As ever, the slyly humorous intentions of the band are easily lost, right down to the cover art. Tabula Rasa came as part of a northern renaissance-inspired triptych which, together with the EPs Interim and Malediction, would probably make for a resplendent altarpiece if diligently collected. The 15th century cover art suggests a work of refinement by Ambrosius Bosschaert the Younger, a painter who liked to put the death into nature morte. Looking a little closer at Still Life With Fruit And Grasshopper reproduced on the cover, you start to notice flies circling a carcass, with a subtle pair of jack leads impishly painted into the scene, plugged into the hairy fruit in the right hand corner of the picture.
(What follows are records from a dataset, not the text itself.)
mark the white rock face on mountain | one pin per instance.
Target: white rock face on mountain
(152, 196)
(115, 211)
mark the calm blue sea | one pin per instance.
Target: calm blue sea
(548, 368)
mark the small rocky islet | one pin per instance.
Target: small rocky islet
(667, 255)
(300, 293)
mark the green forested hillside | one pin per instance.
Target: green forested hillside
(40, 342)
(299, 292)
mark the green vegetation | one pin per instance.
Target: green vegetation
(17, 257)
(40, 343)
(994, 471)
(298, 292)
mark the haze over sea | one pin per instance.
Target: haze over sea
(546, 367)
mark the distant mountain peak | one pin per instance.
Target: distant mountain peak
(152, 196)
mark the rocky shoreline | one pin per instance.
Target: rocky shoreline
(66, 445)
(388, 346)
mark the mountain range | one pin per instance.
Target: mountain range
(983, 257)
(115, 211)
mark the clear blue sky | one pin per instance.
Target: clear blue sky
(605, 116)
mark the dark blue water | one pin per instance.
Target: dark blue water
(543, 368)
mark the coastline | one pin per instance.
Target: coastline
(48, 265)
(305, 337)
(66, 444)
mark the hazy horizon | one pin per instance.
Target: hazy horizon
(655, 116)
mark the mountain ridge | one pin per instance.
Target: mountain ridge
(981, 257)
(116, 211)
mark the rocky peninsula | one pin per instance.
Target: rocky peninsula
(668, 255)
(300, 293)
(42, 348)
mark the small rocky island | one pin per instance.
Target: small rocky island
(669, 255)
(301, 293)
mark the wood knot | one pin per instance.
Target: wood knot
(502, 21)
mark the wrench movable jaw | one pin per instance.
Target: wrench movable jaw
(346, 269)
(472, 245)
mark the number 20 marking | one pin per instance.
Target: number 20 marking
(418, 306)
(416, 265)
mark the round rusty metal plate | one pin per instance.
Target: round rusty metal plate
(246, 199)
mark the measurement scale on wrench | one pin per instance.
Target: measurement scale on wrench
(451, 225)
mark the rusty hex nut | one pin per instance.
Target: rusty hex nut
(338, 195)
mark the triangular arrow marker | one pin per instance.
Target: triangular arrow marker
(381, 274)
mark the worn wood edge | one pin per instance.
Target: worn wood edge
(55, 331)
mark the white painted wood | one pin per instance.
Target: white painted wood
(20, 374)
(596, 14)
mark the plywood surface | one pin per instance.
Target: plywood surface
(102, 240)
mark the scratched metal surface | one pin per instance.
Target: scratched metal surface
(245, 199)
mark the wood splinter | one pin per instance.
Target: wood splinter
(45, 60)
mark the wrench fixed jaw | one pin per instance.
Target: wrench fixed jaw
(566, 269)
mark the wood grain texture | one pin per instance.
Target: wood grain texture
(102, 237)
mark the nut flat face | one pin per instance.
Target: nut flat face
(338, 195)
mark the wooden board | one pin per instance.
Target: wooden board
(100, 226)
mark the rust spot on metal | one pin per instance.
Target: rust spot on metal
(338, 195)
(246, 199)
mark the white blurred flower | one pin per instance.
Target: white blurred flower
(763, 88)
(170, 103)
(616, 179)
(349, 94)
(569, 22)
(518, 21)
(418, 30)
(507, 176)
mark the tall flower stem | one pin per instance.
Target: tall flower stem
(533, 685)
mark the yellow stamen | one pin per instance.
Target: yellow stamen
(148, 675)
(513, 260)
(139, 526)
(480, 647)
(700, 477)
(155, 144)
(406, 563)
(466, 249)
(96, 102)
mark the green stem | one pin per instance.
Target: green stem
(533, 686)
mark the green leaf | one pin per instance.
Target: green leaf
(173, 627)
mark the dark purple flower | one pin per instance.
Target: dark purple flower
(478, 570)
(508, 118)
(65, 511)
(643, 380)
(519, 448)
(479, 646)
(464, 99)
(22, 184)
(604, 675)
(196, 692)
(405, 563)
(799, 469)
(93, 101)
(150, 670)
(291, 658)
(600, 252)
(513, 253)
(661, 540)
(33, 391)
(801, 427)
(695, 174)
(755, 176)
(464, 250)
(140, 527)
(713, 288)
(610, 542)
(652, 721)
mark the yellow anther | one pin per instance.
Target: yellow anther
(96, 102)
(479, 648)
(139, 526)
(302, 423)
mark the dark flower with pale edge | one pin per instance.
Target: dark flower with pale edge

The flipside of the artwork seems to be a Last Supper pastiche, and it would indeed prove to be the last time Mark Chung recorded with the band, while percussionist Mufti aka F.M. Einheit, who was prone to chucking the odd molotov cocktail into the audience during live shows, threw a wobbly during the production of followup Ende Neu and left, complaining that he was “bored”. He had a point – the next LP was not their best, but Neubauten needed time to rebuild following the culmination of a masterpiece and the loss of key members, ending one cycle and beginning a new one. Their capacity to remould themselves with subtlety for each project, despite the violent nature at the core of what they do, is a miracle of modernity, and Einstürzende Neubauten are a bona fide modern day gesamtkunstwerk. What’s more, they’ve just reactivated their Patreon and they’re beginning to harvest materials for the next album. It’ll be fascinating to see what they cook up.